Hinzu kommt der mediale Wandel, der die ganze Gesellschaft durchdringt: Nutzer von Internetkanälen, die ungesicherte Informationen weiterleiten, neigen laut internationalen Studien verstärkt zur Wissenschaftsskepsis. Mit Kollegen von der dänischen Universität Aarhus haben die IHS-Forscher(innen) quantitative Datensätze und die wissenschaftliche Literatur analysiert. Dazu zählen neben dem „Eurobarometer“ auch Studien des „Austrian Corona Panel Project“ oder der „Wellcome Global Monitor“, wie Starkbaum erläuterte: „Wir sehen in unseren Daten, dass das Desinteresse an der Wissenschaft hierzulande stärker ausgeprägt ist als systematische Skepsis über mehrere Bereiche der Wissenschaft.“ So sagen laut „Wellcome Monitor“ über 80 Prozent der an Wissenschaft Desinteressierten, dass sie dieser „sehr“ oder zumindest „etwas vertrauen“. Desinteresse dürfe daher nicht mit Skepsis gleichgesetzt werden. Die Corona-Pandemie habe hier übrigens zu keinem signifikanten Einbruch geführt. Dagegen zeige sich deutlich, dass die Zufriedenheit mit der Demokratie in den letzten Jahren deutlich abgenommen habe, so der IHS-Experte.
Bereits letzten Herbst hat Bildungsminister Martin Polaschek (ÖVP) ein „Zehn-Punkte-Programm zur Stärkung des Vertrauens in Wissenschaft und Demokratie in Österreich“ vorgelegt. So soll etwa eine zentrale Stelle für Wissenschafts- und Demokratievermittlung etabliert werden. Zudem sollen Wissenschafter(innen) als „Botschafter“ ihres Bereichs an Schulen gehen sowie Anreize geschaffen werden, dass sich Forscher verstärkt in der Vermittlung engagieren.

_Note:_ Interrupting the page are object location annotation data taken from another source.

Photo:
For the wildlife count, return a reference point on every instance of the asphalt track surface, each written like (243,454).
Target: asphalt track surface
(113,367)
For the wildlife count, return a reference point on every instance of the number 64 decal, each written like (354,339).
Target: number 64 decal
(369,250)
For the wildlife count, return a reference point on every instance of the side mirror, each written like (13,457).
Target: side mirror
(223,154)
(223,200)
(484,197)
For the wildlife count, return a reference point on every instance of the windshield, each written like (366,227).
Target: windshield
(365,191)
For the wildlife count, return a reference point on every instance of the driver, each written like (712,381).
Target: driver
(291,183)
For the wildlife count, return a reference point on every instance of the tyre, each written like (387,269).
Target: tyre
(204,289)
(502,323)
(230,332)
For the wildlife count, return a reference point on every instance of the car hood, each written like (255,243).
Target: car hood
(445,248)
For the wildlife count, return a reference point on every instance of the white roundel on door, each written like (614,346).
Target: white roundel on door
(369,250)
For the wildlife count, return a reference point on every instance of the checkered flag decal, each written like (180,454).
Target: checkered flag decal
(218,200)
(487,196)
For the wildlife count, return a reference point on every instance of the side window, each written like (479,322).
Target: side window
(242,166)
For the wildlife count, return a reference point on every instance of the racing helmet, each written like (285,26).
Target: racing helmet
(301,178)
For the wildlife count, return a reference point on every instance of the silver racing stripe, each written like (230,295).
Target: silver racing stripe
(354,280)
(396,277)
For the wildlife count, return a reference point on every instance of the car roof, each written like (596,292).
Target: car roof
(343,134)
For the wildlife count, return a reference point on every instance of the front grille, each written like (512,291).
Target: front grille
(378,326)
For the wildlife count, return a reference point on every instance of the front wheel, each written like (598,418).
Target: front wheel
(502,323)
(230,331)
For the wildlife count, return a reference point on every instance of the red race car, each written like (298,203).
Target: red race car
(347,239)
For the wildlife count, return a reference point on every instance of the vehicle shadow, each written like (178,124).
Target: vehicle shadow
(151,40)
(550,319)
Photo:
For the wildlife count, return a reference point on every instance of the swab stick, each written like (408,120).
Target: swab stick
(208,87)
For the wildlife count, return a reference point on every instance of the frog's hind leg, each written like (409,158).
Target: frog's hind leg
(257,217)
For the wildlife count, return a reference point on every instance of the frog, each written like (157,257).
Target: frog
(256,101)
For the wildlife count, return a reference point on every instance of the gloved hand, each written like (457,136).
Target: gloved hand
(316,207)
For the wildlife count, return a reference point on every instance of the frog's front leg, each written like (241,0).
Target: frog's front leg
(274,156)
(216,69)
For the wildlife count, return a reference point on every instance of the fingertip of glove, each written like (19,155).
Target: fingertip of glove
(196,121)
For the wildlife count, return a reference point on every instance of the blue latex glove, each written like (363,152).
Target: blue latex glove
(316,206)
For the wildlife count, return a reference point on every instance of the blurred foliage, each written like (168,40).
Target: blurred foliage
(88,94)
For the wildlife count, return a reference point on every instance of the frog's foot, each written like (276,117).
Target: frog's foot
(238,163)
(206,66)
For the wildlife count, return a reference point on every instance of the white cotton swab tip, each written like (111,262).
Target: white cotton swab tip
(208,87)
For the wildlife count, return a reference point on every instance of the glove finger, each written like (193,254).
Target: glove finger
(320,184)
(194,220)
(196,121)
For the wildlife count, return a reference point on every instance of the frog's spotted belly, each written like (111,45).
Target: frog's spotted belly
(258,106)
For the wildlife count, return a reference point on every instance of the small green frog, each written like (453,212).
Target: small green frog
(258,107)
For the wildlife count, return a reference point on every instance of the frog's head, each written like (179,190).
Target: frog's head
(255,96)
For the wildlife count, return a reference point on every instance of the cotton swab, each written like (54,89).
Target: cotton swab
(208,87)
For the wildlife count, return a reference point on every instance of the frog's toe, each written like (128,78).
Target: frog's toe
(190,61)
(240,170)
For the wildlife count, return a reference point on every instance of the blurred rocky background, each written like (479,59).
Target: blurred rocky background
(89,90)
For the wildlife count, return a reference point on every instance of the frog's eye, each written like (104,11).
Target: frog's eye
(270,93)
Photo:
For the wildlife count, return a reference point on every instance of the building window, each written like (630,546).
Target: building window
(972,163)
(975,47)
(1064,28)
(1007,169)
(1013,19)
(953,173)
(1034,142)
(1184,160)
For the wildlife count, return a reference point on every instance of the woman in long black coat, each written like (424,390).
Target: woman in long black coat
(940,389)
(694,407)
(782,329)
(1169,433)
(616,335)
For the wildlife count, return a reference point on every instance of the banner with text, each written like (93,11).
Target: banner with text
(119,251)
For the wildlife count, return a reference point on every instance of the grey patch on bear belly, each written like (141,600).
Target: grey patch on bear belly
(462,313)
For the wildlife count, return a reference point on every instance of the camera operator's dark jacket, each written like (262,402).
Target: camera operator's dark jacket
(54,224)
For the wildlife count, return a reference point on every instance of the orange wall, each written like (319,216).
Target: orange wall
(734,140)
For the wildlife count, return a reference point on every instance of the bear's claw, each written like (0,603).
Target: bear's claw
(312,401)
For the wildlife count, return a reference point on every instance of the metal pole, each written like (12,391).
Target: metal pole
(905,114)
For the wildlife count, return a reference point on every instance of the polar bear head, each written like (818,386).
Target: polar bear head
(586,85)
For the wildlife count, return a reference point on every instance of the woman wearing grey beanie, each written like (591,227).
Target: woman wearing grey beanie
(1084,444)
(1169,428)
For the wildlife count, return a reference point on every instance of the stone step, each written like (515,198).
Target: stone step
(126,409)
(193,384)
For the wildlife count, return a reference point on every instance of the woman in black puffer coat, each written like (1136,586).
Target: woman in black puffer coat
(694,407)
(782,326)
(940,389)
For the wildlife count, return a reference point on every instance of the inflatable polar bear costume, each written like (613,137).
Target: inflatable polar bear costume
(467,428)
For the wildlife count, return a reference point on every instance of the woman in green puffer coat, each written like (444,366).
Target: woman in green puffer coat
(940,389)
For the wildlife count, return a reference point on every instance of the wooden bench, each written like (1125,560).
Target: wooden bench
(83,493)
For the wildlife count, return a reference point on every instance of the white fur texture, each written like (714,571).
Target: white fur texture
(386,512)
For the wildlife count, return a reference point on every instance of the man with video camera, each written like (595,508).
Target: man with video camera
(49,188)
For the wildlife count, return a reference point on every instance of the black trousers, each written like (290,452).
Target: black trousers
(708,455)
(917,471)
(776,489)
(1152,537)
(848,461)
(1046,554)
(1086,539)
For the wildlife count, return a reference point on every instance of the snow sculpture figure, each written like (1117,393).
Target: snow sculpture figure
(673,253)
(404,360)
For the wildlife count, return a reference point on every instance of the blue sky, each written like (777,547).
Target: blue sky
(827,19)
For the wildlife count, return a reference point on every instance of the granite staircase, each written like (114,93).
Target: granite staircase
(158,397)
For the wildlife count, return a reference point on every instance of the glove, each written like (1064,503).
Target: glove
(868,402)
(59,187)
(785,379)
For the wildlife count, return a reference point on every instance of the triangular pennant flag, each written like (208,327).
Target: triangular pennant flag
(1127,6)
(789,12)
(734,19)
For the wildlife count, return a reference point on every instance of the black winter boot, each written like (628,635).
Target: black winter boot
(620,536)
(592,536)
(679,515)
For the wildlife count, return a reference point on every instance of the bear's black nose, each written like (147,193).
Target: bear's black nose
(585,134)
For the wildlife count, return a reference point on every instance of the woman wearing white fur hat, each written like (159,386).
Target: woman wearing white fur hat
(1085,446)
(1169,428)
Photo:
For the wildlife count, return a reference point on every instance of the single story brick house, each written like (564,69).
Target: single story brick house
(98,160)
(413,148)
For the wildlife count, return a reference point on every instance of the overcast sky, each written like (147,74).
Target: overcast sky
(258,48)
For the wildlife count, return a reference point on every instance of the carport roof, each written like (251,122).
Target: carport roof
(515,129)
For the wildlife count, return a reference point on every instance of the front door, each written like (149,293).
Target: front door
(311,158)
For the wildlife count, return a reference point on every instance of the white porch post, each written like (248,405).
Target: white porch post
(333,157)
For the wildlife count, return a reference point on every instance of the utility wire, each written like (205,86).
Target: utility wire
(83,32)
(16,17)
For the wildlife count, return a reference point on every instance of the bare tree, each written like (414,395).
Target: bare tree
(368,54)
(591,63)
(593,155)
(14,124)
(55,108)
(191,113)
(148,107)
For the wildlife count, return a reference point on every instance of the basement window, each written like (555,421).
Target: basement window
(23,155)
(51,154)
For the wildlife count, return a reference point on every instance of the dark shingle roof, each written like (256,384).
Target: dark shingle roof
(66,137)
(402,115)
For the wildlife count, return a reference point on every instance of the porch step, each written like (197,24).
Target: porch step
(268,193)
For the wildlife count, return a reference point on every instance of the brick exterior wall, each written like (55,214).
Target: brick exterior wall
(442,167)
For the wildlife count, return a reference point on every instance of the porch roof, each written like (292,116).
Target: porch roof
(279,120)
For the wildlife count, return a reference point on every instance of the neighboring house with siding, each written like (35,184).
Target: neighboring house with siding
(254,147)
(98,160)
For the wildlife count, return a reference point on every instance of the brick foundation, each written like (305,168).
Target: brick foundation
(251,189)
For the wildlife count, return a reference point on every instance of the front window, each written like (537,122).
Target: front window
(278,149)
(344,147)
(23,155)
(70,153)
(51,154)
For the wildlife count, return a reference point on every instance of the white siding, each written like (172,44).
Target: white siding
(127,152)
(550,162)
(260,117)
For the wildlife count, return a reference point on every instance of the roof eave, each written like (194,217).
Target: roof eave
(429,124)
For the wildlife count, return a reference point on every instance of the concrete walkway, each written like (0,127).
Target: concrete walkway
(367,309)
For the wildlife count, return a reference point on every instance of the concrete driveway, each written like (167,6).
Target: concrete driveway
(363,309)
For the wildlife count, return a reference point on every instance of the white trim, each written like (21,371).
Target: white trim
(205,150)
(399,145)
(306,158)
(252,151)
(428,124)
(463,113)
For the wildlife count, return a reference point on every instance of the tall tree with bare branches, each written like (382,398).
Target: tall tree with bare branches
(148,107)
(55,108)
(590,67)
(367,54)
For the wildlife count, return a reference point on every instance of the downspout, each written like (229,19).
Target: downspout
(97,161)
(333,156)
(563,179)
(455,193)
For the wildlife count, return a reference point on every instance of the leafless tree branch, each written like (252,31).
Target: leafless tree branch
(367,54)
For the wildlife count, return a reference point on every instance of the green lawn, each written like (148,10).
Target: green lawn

„Ich begrüße es sehr, wenn man an den Schulen mehr Begeisterung für die Wissenschaft wecken will“, sagte der Physiker und Wissenschaftsautor Florian Aigner letzte Woche im Ö1-Mittagsjournal. „Aber damit ist es nicht getan, weil Wissenschaftsskepsis tief in alle Bereiche der Gesellschaft eingesickert ist.“ Es gehe vor allem darum, Wissenschaft als Prozess zu erklären, an dem weltweit Menschen beteiligt sind, die sich gegenseitig kontrollieren und auf Fehler aufmerksam machen. „Wichtig ist die Unterscheidung zwischen verlässlichem Wissen und vorläufigen Erkenntnissen, die weiter zu überprüfen sind. In der Coronakrise haben wir gesehen, dass es gefährlich ist, wenn man etwas bereits als ‚wahr‘ darstellt und die Welt nach drei Wochen wieder anders aussieht.“
Astrologie im Rundfunk
Für den Politikwissenschafter Laurenz Ennser-Jedenastik greift die aktuelle Debatte zu kurz: „Verortet wird das Problem momentan stark in der Bevölkerung (...). Das ist logisch, weil man sich dem Thema derzeit stark mit Bevölkerungsumfragen nähert. Aber der Ansatz blendet aus, welcher Humbug sich teilweise in Institutionen festsetzt“, schrieb der Forscher der Uni Wien auf Twitter: „Warum sendet der öffentlich-rechtliche Rundfunk (!) jeden Sonntagabend eine zweistündige Astrologiesendung? Warum drucken fast alle Tageszeitungen in Österreich Horoskope? Warum erreicht die MFG im Frühjahr 2022 bei den Ärztekammerwahlen in Wien und Niederösterreich bei niedergelassenen Allgemeinmediziner(inne)n
zwölf bzw. elf Prozent der Stimmen? Und die Österreichische Ärztekammer ist sich nicht zu blöd, ein Diplom für Homöopathie anzubieten.“ Sein Fazit: „Indem wir die Wissenschaft implizit als homogen darstellen und unsere Diagnose hauptsächlich in Richtung Bevölkerung lenken, betreiben wir unzulässige Vereinfachung und blenden Probleme in (mächtigen) Institutionen aus. Beides erscheint mir höchst problematisch.“
Dass dem Wissenschaftsjournalismus eine zentrale Rolle in der Vermittlungsarbeit zukommt, ist in dieser Debatte unumstritten. Kaum zu glauben: Bei den Plänen zur neuen Medienförderung bleibt er als Förderkriterium bislang ausgespart.